Peter – We’re using Xapian and acts_as_xapian. I wrote the latter for WhatDoTheyKnow, because acts_as_solr wasn’t good enough. Details in this blog post http://www.mysociety.org/2008/07/17/acts_as_xapian/ – the Ruby Xapian bindings did cause problems with Passenger’s spawning model, which we had to make conservative. It doesn’t seem to cause memory trouble though (Xapian doesn’t allocate much memory, it uses memory mapped files and relies on the kernel for in-RAM speed caching).
Dan – Django was not as clearly good 2 years ago when we started writing WhatDoTheyKnow, although it is what I’d use if I started again now. Rails was genuinely innovative, and well marketed with a community that has lots of good things about it. On the other hand I think Ruby, Rails, and 3rd party libraries and tools are in general much more poorly software engineered than the Python equivalents.
Obviously we’re not going to rewrite it now. That would be a crazy waste of time (second systems effect). It might look like a simple website, but inside it is surprisingly complicated – there is lots going on that happens invisibly. And lots and lots of slowly accumulated knowledge now embodied in the source code.
You really should try JRuby just to see if it solves your memory issues. We make much more efficient use of memory than the standard implementation, and there are sites running JRuby on multi-GB heaps without any issues.

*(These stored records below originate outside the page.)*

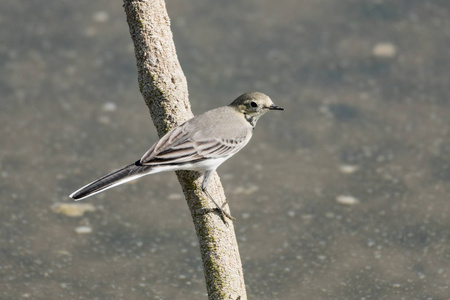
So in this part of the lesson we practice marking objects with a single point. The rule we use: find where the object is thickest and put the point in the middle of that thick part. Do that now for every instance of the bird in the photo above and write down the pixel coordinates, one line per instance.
(200, 144)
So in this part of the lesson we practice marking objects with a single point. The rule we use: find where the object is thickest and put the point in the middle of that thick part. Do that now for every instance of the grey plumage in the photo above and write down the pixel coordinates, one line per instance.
(201, 144)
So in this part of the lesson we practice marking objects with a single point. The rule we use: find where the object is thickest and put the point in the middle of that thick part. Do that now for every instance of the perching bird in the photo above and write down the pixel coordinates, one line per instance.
(201, 144)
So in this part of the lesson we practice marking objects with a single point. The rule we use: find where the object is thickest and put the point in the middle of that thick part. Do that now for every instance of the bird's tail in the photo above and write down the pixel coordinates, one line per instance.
(113, 179)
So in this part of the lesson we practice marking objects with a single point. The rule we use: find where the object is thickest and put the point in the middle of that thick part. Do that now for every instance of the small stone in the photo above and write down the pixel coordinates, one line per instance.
(384, 50)
(348, 169)
(83, 229)
(109, 106)
(346, 200)
(72, 209)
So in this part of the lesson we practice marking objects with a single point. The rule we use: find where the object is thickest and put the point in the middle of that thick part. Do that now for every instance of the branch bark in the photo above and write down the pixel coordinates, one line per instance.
(164, 88)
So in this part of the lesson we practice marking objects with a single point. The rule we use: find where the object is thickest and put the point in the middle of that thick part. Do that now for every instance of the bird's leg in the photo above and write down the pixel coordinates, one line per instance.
(206, 179)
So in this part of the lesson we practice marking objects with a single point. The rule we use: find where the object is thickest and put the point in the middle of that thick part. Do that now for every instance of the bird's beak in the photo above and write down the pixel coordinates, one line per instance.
(275, 107)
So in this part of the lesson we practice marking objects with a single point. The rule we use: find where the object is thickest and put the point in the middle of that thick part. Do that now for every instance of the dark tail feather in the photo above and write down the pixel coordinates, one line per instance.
(113, 179)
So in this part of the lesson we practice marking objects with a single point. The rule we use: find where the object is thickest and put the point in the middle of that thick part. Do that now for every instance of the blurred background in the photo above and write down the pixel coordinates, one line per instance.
(344, 195)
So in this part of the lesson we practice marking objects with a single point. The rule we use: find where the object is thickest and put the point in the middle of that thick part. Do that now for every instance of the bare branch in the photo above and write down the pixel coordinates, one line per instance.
(164, 88)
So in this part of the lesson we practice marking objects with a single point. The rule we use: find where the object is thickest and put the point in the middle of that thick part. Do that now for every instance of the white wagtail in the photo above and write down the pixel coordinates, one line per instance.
(201, 144)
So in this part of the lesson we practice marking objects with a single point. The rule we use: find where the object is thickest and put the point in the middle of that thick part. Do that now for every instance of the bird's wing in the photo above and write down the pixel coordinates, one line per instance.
(181, 145)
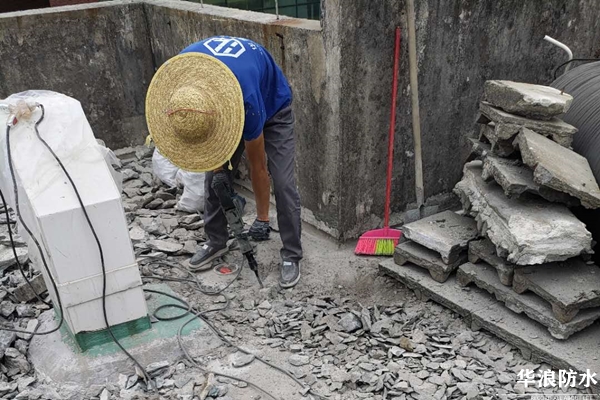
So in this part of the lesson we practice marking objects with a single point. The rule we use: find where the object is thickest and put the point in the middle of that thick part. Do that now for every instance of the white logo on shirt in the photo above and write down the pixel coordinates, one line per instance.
(225, 47)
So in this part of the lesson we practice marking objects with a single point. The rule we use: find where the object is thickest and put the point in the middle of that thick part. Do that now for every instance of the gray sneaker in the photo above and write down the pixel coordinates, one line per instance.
(260, 230)
(201, 261)
(290, 274)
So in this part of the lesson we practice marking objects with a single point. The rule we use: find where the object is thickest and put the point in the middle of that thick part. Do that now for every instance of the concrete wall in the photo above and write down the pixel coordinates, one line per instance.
(98, 54)
(105, 55)
(461, 43)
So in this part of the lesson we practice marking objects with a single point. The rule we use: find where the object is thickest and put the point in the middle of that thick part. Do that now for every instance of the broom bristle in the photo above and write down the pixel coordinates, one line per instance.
(376, 247)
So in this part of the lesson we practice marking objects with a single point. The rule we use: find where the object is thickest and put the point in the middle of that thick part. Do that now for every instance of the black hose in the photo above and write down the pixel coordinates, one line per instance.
(583, 83)
(571, 61)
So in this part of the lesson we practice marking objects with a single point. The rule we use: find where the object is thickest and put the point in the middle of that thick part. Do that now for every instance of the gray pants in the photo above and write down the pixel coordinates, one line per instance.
(280, 148)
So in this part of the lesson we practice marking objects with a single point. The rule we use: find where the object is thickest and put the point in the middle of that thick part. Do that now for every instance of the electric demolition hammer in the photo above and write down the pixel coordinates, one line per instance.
(222, 188)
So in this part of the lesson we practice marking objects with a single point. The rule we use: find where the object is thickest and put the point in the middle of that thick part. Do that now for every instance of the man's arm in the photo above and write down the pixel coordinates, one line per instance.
(255, 150)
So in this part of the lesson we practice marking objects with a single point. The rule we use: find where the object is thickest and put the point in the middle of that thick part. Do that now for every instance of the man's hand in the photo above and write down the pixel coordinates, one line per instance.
(255, 150)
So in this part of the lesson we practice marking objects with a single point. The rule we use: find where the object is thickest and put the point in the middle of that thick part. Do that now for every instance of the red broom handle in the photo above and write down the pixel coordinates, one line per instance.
(388, 189)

Thanks Charles for that vote for trying JRuby. I think I’m unnecessarily put off because I’m not used to Java (from the days when it wasn’t open source, so didn’t have nice Debian packages).

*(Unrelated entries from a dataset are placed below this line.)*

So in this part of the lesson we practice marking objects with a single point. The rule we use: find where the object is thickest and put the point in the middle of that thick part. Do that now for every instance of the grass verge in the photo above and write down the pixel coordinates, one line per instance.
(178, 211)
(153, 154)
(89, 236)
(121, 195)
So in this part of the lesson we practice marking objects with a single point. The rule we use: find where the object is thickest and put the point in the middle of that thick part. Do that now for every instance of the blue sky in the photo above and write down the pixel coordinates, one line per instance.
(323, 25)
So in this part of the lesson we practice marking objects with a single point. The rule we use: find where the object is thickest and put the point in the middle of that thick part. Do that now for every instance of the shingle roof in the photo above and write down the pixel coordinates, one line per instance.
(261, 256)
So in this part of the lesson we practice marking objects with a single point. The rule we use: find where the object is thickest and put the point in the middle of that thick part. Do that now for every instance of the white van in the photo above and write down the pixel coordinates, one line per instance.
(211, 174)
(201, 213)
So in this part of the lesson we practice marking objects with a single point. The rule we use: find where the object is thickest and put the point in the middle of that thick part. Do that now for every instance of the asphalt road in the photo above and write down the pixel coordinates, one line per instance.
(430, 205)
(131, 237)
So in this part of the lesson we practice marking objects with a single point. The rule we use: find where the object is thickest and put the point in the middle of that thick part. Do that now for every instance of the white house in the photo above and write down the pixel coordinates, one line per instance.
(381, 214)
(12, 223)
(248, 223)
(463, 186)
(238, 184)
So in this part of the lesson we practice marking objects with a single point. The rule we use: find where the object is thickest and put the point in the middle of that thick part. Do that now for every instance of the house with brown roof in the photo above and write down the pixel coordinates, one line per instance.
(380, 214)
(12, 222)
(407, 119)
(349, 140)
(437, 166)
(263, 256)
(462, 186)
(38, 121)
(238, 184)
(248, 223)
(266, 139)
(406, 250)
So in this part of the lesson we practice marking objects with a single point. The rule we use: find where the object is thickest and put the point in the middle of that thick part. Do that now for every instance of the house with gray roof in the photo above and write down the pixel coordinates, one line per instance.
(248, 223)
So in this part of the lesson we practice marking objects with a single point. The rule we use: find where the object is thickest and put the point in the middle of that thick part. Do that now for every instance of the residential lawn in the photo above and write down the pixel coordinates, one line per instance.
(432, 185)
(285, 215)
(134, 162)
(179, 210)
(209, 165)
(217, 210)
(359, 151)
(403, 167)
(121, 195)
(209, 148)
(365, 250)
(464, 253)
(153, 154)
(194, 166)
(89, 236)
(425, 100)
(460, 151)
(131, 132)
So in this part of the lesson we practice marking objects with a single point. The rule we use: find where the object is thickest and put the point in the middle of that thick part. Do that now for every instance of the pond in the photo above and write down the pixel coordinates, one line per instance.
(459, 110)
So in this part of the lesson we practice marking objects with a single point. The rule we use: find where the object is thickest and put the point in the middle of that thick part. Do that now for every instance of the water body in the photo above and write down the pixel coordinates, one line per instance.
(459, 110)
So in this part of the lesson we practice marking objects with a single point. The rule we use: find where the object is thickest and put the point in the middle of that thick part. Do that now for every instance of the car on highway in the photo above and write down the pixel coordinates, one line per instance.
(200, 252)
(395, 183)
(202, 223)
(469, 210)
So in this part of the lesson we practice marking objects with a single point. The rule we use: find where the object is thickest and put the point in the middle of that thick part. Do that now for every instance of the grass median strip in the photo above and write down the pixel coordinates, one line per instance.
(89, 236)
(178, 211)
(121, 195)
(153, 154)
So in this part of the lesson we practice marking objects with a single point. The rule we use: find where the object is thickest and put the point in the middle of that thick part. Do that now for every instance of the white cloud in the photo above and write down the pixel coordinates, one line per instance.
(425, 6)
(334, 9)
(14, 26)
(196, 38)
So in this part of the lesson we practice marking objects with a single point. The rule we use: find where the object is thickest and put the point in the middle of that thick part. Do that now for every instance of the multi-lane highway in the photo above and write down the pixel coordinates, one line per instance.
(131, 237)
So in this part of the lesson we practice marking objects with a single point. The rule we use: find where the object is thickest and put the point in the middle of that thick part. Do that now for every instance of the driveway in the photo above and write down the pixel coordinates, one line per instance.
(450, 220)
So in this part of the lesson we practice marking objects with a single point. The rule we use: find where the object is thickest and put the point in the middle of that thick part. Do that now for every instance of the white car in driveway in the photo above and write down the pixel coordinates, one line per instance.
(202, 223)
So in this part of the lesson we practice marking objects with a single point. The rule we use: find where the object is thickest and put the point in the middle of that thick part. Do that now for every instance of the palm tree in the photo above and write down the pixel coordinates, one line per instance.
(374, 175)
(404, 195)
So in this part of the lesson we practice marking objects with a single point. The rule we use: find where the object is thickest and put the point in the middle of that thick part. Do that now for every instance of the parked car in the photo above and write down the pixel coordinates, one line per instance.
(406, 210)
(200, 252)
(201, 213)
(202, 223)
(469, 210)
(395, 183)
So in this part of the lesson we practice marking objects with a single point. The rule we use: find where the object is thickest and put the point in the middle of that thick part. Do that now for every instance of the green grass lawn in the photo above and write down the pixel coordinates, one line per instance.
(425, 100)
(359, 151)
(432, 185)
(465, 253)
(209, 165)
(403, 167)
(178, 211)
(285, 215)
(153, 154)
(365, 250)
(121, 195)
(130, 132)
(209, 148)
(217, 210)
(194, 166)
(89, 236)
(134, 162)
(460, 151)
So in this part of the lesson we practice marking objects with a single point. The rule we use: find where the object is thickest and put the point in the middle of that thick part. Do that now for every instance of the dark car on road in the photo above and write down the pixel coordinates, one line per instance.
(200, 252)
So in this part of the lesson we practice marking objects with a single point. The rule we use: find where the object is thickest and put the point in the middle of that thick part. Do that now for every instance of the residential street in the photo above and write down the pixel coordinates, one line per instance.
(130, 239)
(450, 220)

I’m also worried that it’ll be hard to set up an environment as nice as mod_ruby (e.g. running Rails as a particular Unix user).
I’ll give it a go if I get stuck again in future!
Francis,
You should read:
http://www.engineyard.com/blog/2009/thats-not-a-memory-leak-its-bloat/
And definitely reach for New Relic or Scout.
— michael
Is it possible to give the reason for using Ruby for this DB ? for example could you not have used php mysql ?

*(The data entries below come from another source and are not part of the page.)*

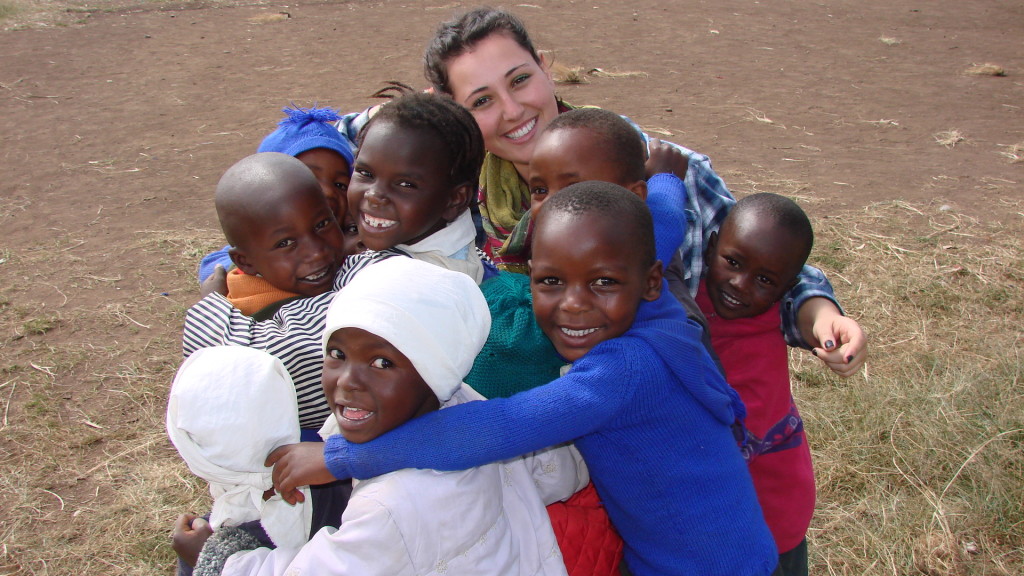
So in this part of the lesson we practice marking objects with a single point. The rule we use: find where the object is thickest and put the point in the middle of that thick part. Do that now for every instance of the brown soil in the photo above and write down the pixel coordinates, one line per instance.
(117, 126)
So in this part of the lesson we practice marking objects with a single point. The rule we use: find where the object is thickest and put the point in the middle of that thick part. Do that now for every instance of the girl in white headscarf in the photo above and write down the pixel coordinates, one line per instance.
(399, 339)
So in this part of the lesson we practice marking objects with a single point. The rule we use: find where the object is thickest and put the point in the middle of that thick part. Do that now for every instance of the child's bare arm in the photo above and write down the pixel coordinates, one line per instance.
(189, 534)
(296, 465)
(216, 282)
(665, 158)
(838, 339)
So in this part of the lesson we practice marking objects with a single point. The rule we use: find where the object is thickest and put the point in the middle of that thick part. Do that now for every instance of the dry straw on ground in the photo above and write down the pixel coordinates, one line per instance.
(949, 138)
(986, 69)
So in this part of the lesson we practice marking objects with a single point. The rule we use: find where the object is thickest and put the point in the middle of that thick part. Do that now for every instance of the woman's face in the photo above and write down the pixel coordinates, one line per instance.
(511, 96)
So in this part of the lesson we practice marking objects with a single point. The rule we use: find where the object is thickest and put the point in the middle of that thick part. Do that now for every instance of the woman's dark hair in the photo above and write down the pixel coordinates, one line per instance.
(457, 36)
(452, 124)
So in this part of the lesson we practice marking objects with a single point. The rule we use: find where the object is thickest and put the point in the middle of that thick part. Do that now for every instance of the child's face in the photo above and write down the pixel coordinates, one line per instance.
(332, 172)
(567, 156)
(296, 247)
(751, 264)
(587, 280)
(400, 191)
(371, 386)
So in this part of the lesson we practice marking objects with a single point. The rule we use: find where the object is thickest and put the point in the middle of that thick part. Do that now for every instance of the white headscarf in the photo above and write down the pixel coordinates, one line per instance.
(229, 407)
(435, 317)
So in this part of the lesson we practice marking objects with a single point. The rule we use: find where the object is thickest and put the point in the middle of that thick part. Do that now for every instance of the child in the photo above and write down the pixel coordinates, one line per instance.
(587, 144)
(417, 165)
(307, 134)
(285, 240)
(752, 260)
(643, 402)
(228, 407)
(394, 351)
(414, 179)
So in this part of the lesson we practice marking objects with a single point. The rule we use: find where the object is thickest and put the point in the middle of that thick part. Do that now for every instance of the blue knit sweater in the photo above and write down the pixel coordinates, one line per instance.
(651, 416)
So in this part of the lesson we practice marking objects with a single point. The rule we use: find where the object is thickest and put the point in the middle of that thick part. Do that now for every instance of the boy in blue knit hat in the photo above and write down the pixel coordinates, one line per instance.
(308, 135)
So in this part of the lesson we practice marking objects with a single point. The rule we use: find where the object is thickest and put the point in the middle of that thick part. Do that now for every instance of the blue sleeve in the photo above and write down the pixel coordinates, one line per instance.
(666, 198)
(812, 284)
(478, 433)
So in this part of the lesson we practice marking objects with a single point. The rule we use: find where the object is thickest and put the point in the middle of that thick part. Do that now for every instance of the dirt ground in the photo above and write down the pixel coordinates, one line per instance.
(117, 123)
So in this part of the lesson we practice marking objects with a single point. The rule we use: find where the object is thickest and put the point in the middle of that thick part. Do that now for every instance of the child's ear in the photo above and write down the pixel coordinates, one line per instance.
(242, 261)
(639, 188)
(459, 201)
(654, 276)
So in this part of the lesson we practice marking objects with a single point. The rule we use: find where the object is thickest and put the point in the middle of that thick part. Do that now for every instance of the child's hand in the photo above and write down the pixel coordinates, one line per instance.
(298, 464)
(216, 282)
(666, 158)
(844, 344)
(189, 534)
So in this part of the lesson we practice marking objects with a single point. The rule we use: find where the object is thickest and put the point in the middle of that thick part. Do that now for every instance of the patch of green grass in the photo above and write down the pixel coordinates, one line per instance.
(40, 405)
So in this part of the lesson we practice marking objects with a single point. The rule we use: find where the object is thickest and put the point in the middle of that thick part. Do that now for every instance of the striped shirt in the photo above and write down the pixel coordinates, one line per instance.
(294, 334)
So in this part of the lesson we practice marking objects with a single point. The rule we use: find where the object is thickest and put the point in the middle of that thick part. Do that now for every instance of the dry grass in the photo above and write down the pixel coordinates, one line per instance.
(986, 70)
(1015, 153)
(949, 138)
(919, 459)
(269, 17)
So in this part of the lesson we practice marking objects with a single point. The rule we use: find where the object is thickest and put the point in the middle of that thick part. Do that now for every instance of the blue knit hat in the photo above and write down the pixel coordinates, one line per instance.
(304, 129)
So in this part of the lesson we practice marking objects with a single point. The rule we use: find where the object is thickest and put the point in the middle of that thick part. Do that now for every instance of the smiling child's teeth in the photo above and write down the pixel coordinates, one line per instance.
(730, 299)
(578, 333)
(378, 222)
(355, 414)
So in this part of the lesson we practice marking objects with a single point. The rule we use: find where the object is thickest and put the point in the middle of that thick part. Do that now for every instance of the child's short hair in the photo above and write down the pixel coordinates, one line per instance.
(779, 212)
(612, 202)
(623, 140)
(263, 172)
(303, 129)
(452, 123)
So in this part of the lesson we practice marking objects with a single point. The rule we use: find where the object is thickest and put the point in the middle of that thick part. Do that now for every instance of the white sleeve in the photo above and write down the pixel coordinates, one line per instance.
(368, 544)
(558, 472)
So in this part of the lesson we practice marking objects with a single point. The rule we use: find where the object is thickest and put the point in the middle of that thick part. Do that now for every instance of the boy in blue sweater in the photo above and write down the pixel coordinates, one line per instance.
(643, 401)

Was there a special reason for using Ruby ? for a production site as this.
I decided to try Ruby on Rails, mainly because I hoped it would make it easier for other people to contribute code. This is because it has a standard file structure, and way to run the code.
PHP/MySQL applications are very hard for people to configure and get going. e.g. No standard way for database migrations etc.
Yes, I could have used Cake or Django – but 2.5 years ago they weren’t as obvious a choice as trying Rails. I think it was a good choice. I’ve learnt a lot about frameworks from using Rails. I don’t think it is especially good, but then again I haven’t found anything I think is better (Django is in some ways, not in others).
In practice, it hasn’t created more code contributions. Partly the Rails app is still hard to install (getting example data, setting up Xapian and various other bits). Partly it is just had to get code contributions to web applications.